Annja just stared at the arrogant man. Did he really say that? she wondered as
he moved off with quick lizard motions to consult with some of the acolytes who
were coming back from loading gear from the dead bus into one of the pickup
trucks. It left her shaking her head.
"Well, it troubles
my
scabby old outsized head, too, if it's any
consolation to you, Ms. Creed."
Annja spun to find Robyn Wilfork looming behind her.
"So sorry. Didn't mean to startle you. I thought post-adrenaline reaction
had set in and you'd be more…relaxed," he said with a smile.
Reaction had indeed set in, with its attendant mental dullness, sense of
wondering what anything was worth and incipient nausea. The aftereffects of
adrenaline overload were all way too familiar to Annja.

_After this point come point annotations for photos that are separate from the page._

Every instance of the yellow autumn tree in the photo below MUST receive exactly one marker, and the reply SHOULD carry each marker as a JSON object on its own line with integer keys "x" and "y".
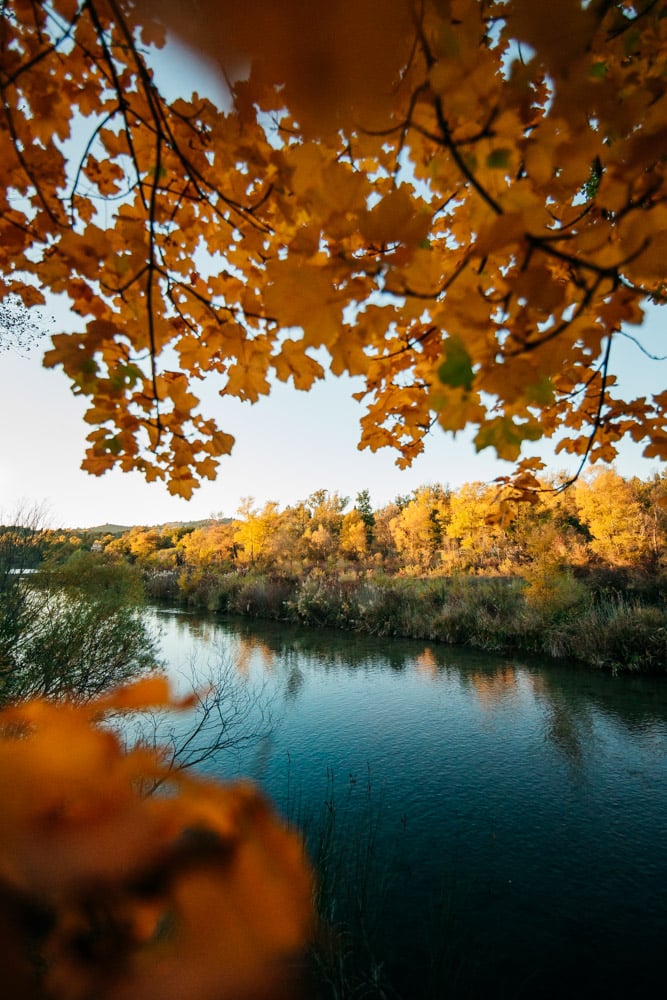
{"x": 461, "y": 202}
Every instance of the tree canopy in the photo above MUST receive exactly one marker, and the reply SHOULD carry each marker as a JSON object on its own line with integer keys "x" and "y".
{"x": 462, "y": 202}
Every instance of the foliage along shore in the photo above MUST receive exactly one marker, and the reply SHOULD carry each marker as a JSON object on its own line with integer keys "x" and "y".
{"x": 588, "y": 622}
{"x": 579, "y": 574}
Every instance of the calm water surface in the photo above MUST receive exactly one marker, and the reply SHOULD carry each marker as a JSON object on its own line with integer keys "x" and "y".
{"x": 503, "y": 822}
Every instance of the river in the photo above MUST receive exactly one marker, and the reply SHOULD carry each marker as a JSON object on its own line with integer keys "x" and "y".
{"x": 490, "y": 827}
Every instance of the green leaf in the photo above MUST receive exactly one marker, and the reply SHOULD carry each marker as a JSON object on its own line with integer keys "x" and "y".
{"x": 498, "y": 159}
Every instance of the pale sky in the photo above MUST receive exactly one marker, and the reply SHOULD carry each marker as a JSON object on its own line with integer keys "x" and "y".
{"x": 288, "y": 445}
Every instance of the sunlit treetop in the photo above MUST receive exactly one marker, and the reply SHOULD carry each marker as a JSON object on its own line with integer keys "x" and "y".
{"x": 461, "y": 202}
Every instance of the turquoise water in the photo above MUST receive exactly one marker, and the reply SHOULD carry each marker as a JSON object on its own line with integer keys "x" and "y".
{"x": 501, "y": 823}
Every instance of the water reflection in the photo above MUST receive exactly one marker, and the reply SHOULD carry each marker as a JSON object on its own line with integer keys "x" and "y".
{"x": 518, "y": 810}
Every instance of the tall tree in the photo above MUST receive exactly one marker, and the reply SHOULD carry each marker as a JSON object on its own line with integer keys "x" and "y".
{"x": 461, "y": 202}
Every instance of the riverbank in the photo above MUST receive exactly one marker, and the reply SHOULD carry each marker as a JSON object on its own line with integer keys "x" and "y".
{"x": 591, "y": 622}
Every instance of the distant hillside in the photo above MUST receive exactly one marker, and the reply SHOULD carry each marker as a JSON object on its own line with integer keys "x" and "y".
{"x": 121, "y": 529}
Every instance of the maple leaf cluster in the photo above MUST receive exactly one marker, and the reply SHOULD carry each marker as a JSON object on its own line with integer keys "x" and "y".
{"x": 461, "y": 202}
{"x": 196, "y": 892}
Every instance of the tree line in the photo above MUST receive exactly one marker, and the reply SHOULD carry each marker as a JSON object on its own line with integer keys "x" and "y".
{"x": 605, "y": 522}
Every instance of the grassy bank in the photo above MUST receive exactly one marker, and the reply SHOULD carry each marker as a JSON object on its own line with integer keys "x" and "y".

"Under the circumstances relaxation doesn't seem to be much of an option,
Mr. Wilfork," she said.
He shook his imposing head. The wind ruffled his yellow-white hair as he gazed
around the uneven horizon, with white-peaked mountain walls rising to the sides
and in front. The breeze came from the west, though, and was warm. It wasn't
snowing anymore.
"I suppose not," he said. "I have to admit, dinosaur that I am,
that under most circumstances, or I suppose if any other woman were involved,
I'd quite agree with the bellicose Mr. Baron. But given the somewhat…startling
and indeed impressive faculties you've displayed, I'm just glad you're on watch
as well. You may well see things our masculine egos blind the rest of us
to."
He didn't say anything about Trish, the only other woman in the party. Annja
tended to agree with the tacit assumption that Trish wouldn't be much use in
danger. She wasn't at all abashed about that judgment, either. It wasn't about
being male or female but about experience and courage. Abundantly blessed with
physical courage, Annja tended not to be awed by it. She was more interested in
the moral kind, herself. That to her mind was what separated true heroes from
the psychos and blunt instruments. From what she knew of Trish, she wasn't
likely to rise up in the face of real danger.
But she wasn't willing to let the journalist off the hook. "I would've
thought old-school socialists had a more enlightened outlook on women, Mr.
Wilfork."
He laughed gustily. "Oh, my no, my dear. Not us graybeards who were around
when Marcuse and Che walked the earth. There were giants in those days, at
least in their own minds. No, our prevailing wisdom was the dictum of Brother
Stokeley Carmichael, that the only place for women in the revolutionary movement
is prone."
And he ambled amiably off, suit coat hiked up and hands in his trouser pockets,
leaving Annja with her eyebrows climbing up her forehead.